Di dalamnya juga terdapat penjelasan atas berbagai jalur yang biasa dilayari para pelaut Sulawesi pada waktu itu. Ternyata mereka terbiasa berdagang ke seluruh pelosok Nusantara.  Tradisi pelayaran ini tergambar juga pada beberapa peta laut Bugis pada abad ke-18 dan ke-19 yang tetap mengikuti keterangan yang diuraikan dalam naskah pelayaran karangan Amanna Gappa I itu.

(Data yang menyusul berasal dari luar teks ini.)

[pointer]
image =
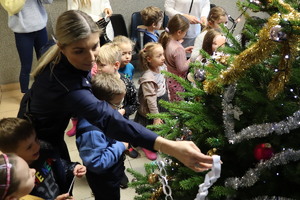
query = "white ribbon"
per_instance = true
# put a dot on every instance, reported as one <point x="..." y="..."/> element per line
<point x="210" y="178"/>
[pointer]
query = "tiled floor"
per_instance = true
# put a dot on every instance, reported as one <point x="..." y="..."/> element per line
<point x="10" y="97"/>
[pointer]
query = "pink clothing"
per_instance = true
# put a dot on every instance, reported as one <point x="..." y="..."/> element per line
<point x="94" y="69"/>
<point x="177" y="64"/>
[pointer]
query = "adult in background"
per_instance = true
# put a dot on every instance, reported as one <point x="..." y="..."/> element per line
<point x="196" y="11"/>
<point x="29" y="27"/>
<point x="100" y="11"/>
<point x="62" y="89"/>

Dalam terjemahan buku Stovorinus itu ke dalam Bahasa Inggris terdapat sebuah catatan kaki yang menyajikan berbagai informasi tambahan yang diambil dari pengamatan sebuah nahkoda inggris di Bengkulu

“Mereka membuat perahu-perahu paduakan mereka dengan sangat rapat, dengan menyambung papan-papannya dengan pasak kayu, sebagaimana yang dibuat oleh pembuat tong kayu pada bagian yang menjadi penutup, dan meletakkan kulit kayu asal sejenis pohon tertentu di antaranya, yang mengembang [bila kena air], dan berikutnya memasang gading-gadingnya kepada [papan itu …].  Di Eropa kita membangun [kapal] secara terbalik; kita mendirikan gading-gadingnya dahulu, dan setelahnya memasang papan-papannya kepadanya; yang terbesar tak pernah lebih besar daripada 50 ton [muatan]; mereka cenderung menggunakan model-model dan perlengkapan kuno dalam melengkapi perahu-perahu mereka. Bagian haluan perahu-perahu paduakan direndahkan atau dipotong sebuah sekat didirikan seberapa jarak ke arah buritan, untuk melindunginya terhadap air laut, dan bagian haluan itu sedemikian rendah bahwa ia sering berada di bawah permukaan laut.  [Perahu-perahu itu] memakai tiang tripod dengan layar bersegi yang menjulang tinggi; tiang tripod itu terbuat dari batangan bambu yang kuat; dua batang yang didirikan di sebelah kiri-kanannya, dan satu dari bagian haluan perahu, diikat di ujung atasnya; kedua batang di buritan dilubangi [… dan dipasang kepada kaki tiang] seperti pada sebuah engsel; bagian depannya dipasang ke haluan, seperti tali laberang, pada sebatang kayu, dengan pengunci; dengan membuka pengunci itu tiangnya dapat dibaringkan dalam sesaat.”

Penamaan Pinisi

Ada yang mengklaim bahwa istilah Pinisi berasal dari salah satu pelabuhan historis di Italia, tepatnya di kota Venesia. Tempat yang dikunjungi pelaut pada zaman terdahulu dimana mungkin jenis layar itu berasal. Ada yang menyebutkan bahwa salah seorang Raja Tallo telah menamai perahunya ‘Pinisi’ sejak awal abad ke-17. Adapun pun yang berpendapat bahwa perahu Pinisi sudah dipakai oleh para pahlawan Epos La Galigo guna mencari jodoh dan takdir. 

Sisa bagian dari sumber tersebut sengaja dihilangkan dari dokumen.